ENERGY SOURCES PART B-ECONOMICS PLANNING AND POLICY, vol.9, no.2, pp.174-182, 2014 (Journal Indexed in SCI) identifier identifier

  • Publication Type: Article / Article
  • Volume: 9 Issue: 2
  • Publication Date: 2014
  • Doi Number: 10.1080/15567241003699470
  • Page Numbers: pp.174-182


This article attempts to examine the dynamic relationship between gross domestic product (GDP), electricity consumption, and labor force in Turkey over the period 1980-2008. Applying the bounds test approach to cointegration developed by Pesaran et al. (2001), we found that there was a long-run relationship between electricity consumption, GDP, and labor force when electricity consumption and labor force are the dependent variable.

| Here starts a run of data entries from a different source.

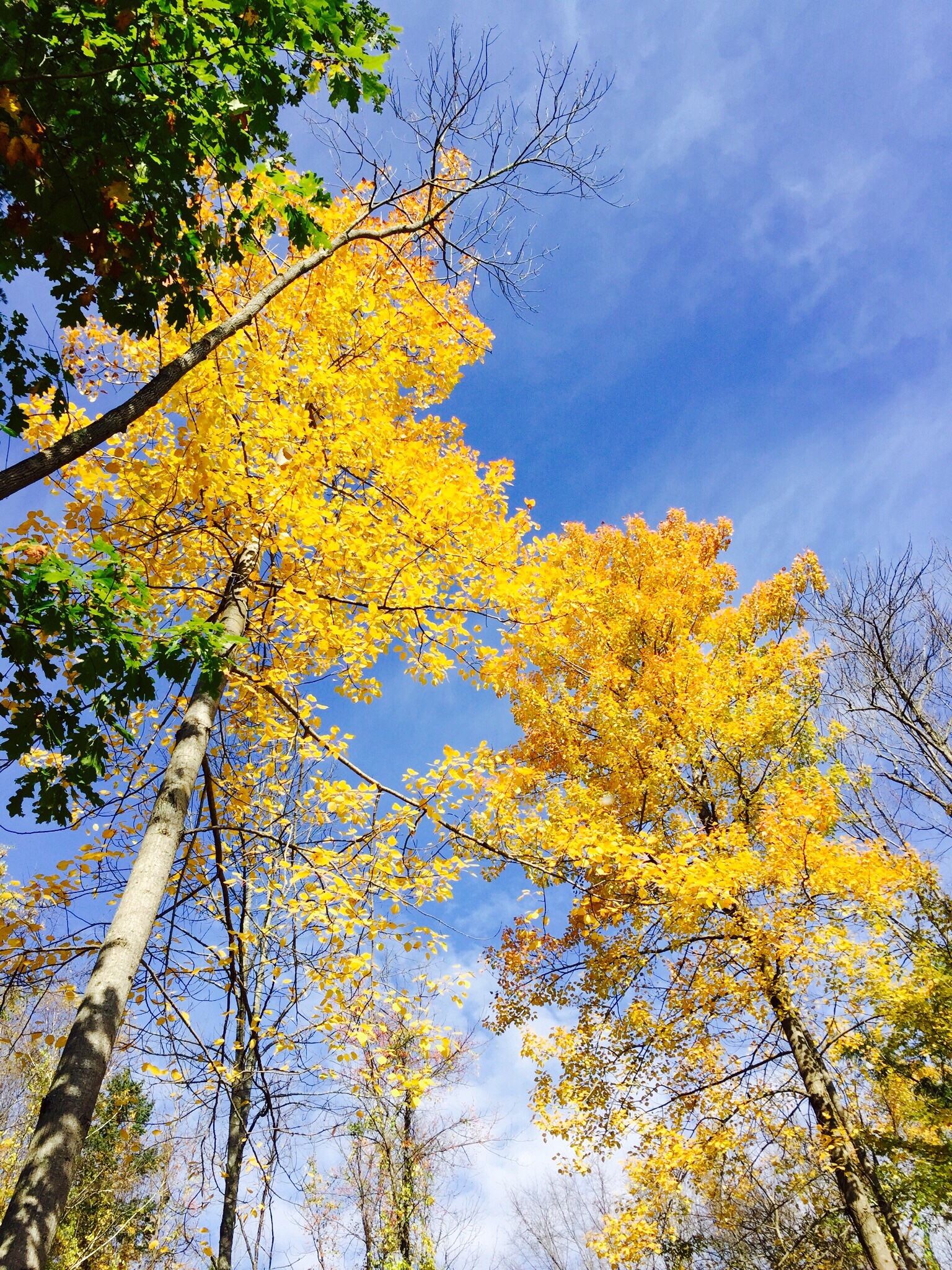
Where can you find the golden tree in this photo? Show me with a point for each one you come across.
(298, 491)
(724, 936)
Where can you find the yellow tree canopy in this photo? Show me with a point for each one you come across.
(672, 770)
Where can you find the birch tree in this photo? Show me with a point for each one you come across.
(291, 492)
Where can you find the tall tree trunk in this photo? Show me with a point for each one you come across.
(407, 1188)
(239, 1109)
(818, 1082)
(38, 1202)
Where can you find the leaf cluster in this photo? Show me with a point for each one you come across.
(112, 116)
(75, 642)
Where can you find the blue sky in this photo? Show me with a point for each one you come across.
(762, 331)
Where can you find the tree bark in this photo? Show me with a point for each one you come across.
(407, 1188)
(821, 1091)
(38, 1202)
(239, 1109)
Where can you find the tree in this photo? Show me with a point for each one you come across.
(890, 630)
(291, 488)
(118, 1210)
(553, 1221)
(725, 938)
(270, 969)
(112, 118)
(385, 1206)
(507, 167)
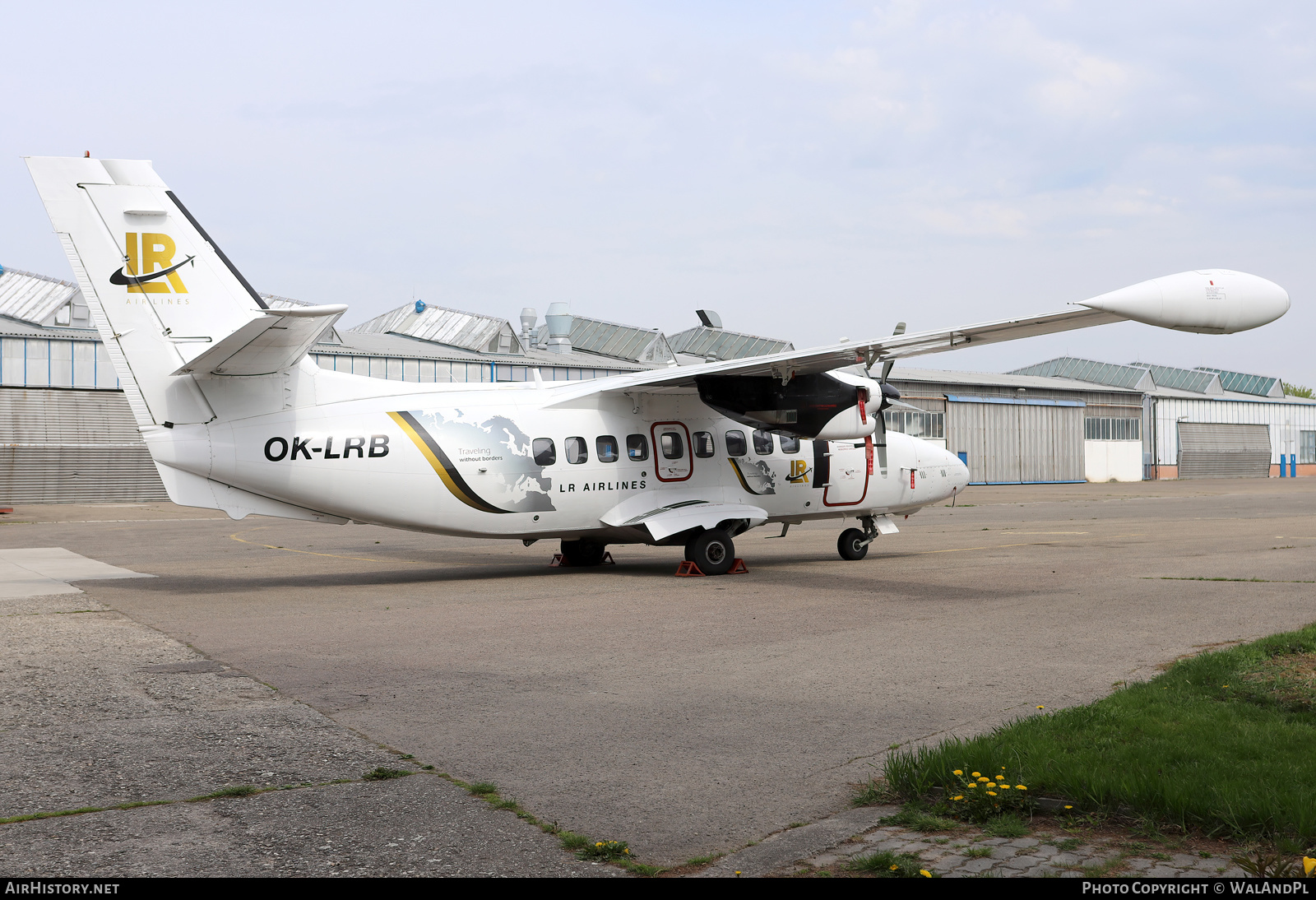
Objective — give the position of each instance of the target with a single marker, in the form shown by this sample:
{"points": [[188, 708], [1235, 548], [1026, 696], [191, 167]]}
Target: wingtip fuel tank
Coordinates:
{"points": [[1207, 302]]}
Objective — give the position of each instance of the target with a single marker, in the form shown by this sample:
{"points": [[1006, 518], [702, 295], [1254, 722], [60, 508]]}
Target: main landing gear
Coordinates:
{"points": [[712, 551], [583, 553], [853, 544]]}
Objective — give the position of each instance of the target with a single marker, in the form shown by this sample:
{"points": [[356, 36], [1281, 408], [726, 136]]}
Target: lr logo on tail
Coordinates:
{"points": [[140, 276]]}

Using four long-run estimators, we also concluded that electricity consumption has a positive and a statistically significant impact on Turkey's economic growth. The coefficient on labor force is positive and statistically significant at the 1% level where a 1% increase in labor force generates a 1.22% and 2.52% increase in electricity consumption, respectively. Turning to the model where labor force is taken as a dependent variable, the coefficient on income is positive and statistically significant for all estimators with a 1% increase in real income generating between 0.23 and 2.77% increase in employment. We concluded that there exists bidirectional Granger causality between electricity consumption and GDP which confirms the feedback hypothesis. On the other hand, there is neutrality between labor force and electricity consumption. When we examine the long-run results, the coefficient on the lagged error correction term which indicates the speed of the adjustment process to restore equilibrium following a disturbance in the long-run equilibrium relationship is significant in the electricity consumption equation at the 5% level. We concluded that almost 5% of the disequilibrium of the previous year's shocks adjusts back to the long run equilibriuman indication that once shocked convergence to equilibrium is slow.